Yeah, I know about how current automatic MT benchmarks don't reflect "user satisfaction" very accurately, and that it's an open problem to get one that is serviceable. However you make it sound like all deep learning solutions to tasks perform well on the task benchmark but poorly on the real-world task the benchmarks try to approximate, whereas that's not true for MT - they are bad at the benchmarks, but outperform non-deep-learning-based translation approaches at the real-world-task.
On the subject of benchmarks, how about speech transcription? I was under the impression that those benchmarks are pretty reliable indicators of "real-world accuracy" (or about as reliable as benchmarks are in general)
> How do you mean that machine translation outperforms non deep learning based approaches at the real world task? How is this evaluated?
There were two ways that performance can be evaluated that I had in mind:
1. Commercial success - what approach does popular sites like Google Translate use?
2. Human evaluation - in a research setting, ask humans to score translations - this is mentioned in your link
OK, thanks for clarifying. The problem with such metrics is that they're not objective results. It doesn't really help us learn much to say that a system outperforms another based on subjective evaluations like that. You might as well try to figure out which is the best team in football by asking the fans of Arsenal and Manchester United.
The subjective human evaluations used in research are blinded - the humans rate the accuracy of translation without knowing what produced the translation (whether a NMT system, a non-ML MT system, or a human translator), whereas the football fans in your scenario are most definitely not blinded. There are some criticisms you could make about human evaluation, but as far as how well they correspond to the real-world task, I think they're pretty much the best we can do. I'm very curious to know if you actually think they're a bad target to optimize for.
More to the point, you still have yet to show that NMT "serves no other purpose than to show how well modern techniques can model large datasets", given that they do well on human evaluations and they're actually producing value by serving actual production traffic (you know, things humans actually want to translate) in Google Translate. If serving production traffic like this is not "serving a purpose", what is?
Regarding whether human evaluations are a good target to optimise for, no, I
certainly don't think so. That's not very different than calculating BLEU
scores, except that instead of comparing a machine generated translation with
one reference text, it's compared with peoples' subjective criteria, which
actually serves to muddle the waters even more -because who knows why
different people thought the same translation was good or bad? Are they all
using the same criteria? Doubtful! But if they're not, then what have we
learned? That a bunch of humans agreed that some translation was good, or bad,
each for their own reasons. So what? It doesn't make any difference when the
human evaluators are blinded, you can make the same experiment with human
translations only and you'll still have not learned anything about the quality
of the translation- just the subjective opinions of a particular group of
humans about it.
See, the problem is not just with machine translation. Evaluating human
translaion results is also very hard to do because translation itself is a
very poorly characterised task. The question "what is a good translation is
very difficult to answer.
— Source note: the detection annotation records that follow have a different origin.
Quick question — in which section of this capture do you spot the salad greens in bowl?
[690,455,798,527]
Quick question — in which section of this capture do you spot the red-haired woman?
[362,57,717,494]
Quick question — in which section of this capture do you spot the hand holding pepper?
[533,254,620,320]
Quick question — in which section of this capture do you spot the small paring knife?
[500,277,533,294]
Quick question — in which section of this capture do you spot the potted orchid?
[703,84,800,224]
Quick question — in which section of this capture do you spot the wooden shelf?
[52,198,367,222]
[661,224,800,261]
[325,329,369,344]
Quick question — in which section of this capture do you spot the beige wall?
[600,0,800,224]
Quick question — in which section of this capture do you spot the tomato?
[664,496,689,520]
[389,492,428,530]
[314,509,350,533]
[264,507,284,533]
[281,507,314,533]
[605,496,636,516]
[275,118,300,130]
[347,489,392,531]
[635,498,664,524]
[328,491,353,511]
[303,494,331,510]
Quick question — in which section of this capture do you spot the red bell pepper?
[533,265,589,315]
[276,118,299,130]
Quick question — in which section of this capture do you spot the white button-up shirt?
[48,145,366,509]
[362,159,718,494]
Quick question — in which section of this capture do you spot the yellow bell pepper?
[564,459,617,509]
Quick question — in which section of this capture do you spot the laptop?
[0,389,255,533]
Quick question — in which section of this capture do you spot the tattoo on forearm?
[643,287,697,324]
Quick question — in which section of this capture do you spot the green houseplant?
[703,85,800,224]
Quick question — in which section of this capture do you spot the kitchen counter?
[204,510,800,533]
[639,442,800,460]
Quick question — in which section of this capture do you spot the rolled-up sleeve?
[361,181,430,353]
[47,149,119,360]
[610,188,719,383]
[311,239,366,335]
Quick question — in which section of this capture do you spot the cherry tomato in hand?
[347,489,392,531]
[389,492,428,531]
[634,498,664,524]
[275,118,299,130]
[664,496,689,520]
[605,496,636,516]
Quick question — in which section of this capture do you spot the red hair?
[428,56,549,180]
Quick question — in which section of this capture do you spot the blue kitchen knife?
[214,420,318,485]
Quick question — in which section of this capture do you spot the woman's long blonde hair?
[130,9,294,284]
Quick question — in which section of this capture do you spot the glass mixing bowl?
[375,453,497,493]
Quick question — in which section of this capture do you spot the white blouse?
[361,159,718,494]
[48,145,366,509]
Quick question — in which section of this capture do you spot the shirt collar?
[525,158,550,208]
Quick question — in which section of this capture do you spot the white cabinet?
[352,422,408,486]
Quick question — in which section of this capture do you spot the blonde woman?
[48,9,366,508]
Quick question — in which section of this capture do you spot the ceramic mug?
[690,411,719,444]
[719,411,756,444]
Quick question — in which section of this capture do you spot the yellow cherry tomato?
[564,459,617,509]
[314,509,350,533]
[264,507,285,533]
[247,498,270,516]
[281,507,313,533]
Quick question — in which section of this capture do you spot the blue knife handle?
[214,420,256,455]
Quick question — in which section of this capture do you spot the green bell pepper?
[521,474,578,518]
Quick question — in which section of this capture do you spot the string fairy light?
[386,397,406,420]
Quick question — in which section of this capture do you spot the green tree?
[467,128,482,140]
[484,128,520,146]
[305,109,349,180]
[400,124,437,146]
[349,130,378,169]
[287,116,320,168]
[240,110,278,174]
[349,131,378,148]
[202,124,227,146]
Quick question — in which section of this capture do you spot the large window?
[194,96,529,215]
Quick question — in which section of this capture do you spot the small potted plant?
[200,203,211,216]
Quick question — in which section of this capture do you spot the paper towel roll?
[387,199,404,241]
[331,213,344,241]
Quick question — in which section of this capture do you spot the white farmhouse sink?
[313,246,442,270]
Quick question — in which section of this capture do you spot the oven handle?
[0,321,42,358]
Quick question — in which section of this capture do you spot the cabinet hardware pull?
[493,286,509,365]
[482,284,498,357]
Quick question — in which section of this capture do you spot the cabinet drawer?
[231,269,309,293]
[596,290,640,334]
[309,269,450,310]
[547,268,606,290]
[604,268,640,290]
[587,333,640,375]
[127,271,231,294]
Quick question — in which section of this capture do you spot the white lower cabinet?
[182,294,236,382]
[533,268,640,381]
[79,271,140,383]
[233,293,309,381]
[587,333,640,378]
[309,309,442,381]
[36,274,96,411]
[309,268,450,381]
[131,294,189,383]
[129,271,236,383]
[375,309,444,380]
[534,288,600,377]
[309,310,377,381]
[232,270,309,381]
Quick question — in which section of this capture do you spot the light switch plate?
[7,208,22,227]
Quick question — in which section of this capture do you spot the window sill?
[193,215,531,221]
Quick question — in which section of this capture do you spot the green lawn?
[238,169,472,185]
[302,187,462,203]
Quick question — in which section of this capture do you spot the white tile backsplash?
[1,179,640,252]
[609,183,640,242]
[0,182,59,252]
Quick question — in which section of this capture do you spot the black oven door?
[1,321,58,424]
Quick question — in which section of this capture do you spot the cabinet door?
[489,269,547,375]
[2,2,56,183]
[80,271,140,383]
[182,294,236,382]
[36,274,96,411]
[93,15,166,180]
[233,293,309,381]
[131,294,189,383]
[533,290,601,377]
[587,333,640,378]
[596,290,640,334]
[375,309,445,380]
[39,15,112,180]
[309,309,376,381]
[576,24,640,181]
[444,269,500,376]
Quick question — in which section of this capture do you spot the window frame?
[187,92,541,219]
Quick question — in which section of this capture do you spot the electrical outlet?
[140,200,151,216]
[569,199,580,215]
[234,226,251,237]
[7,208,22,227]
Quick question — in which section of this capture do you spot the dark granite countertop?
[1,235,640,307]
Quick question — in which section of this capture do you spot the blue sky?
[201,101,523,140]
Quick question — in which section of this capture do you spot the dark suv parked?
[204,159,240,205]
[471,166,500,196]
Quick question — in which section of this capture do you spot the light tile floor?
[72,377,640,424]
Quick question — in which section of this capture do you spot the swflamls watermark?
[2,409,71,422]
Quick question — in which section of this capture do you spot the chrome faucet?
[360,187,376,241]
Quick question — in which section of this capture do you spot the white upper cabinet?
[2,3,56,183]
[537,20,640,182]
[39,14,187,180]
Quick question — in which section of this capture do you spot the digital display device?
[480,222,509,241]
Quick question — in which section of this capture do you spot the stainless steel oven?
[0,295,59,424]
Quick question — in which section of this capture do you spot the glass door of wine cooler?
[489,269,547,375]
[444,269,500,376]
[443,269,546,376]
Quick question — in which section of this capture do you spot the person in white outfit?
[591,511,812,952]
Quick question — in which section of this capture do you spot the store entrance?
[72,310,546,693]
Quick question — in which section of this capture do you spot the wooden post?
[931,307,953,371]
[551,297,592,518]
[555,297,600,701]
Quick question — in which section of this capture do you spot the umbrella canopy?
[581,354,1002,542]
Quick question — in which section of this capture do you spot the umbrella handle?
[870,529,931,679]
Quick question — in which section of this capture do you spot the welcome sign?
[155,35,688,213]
We don't have, say, a science of translation to tell
us how a text should be translated between two languages. So in machine
translation people try to approximate not only the task of translation, but
also its evaluation- without understanding either. That's a very bad spot to
be in.
In fact, a "science of translation" would be a useful goal for AI research,
but it's the kind of thing that I complain is not done anymore, having been
replaced with beating meaningless benchmarks.
Regarding the fact that neural machine translation "generates value", you mean
that it's useful because it's deployed in production and people use it? Well,
"even a broken clock is right twice a day" so that's really not a good
criterion of quality at all. In fact, as a criterion for an AI approach it's
very disappointing. Look at the promise of AI: "machines that think like
humans!". Look at the reality: "We're generating value!". OK. Or we could make
an app that adds bunny ears and cat noses to peoples' selfies (another
application of AI). People buy the app- so it's "generating value". Or we can
generate value by selling canned sardines. Or selling footballs. Or selling
foot massages. Or in a myriad other ways. So why do we need AI? It's just
another useless trinket that is sold and bought while remaining completely
useless. And that for me is a big shame.
> Look at the promise of AI: "machines that think like humans!". Look at the reality: "We're generating value!". OK.
OK, I hadn't realised we had such different implicit views on what the "goal" of AI / AI research was. Of course, I agree that the goal of "having machines think like humans" is a valid goal, and "generates value by serving production traffic" is not a good subgoal for that. However, this is not the only goal of AI research, nor is it clear to me that for e.g. public funding bodies see it as the only goal.
I use MT (at least) every week for my job and for my hobbies, mostly translating stuff I want to read in another language. I love learning languages but I could not learn all the languages I need to a high enough level to read the stuff I want to read. The old non-NMT approaches produced translations that were often useless, whereas the NMT-based translations I use now (mostly deepl.com), while not perfect, are often quite good, and definitely enough for my needs. Without NMT, realistically speaking, there is no alternative for me (i.e., I can't afford to pay a human translator, and I can't afford to wait until I'd learned the language well enough). So how can you say that AI "remains completely useless"?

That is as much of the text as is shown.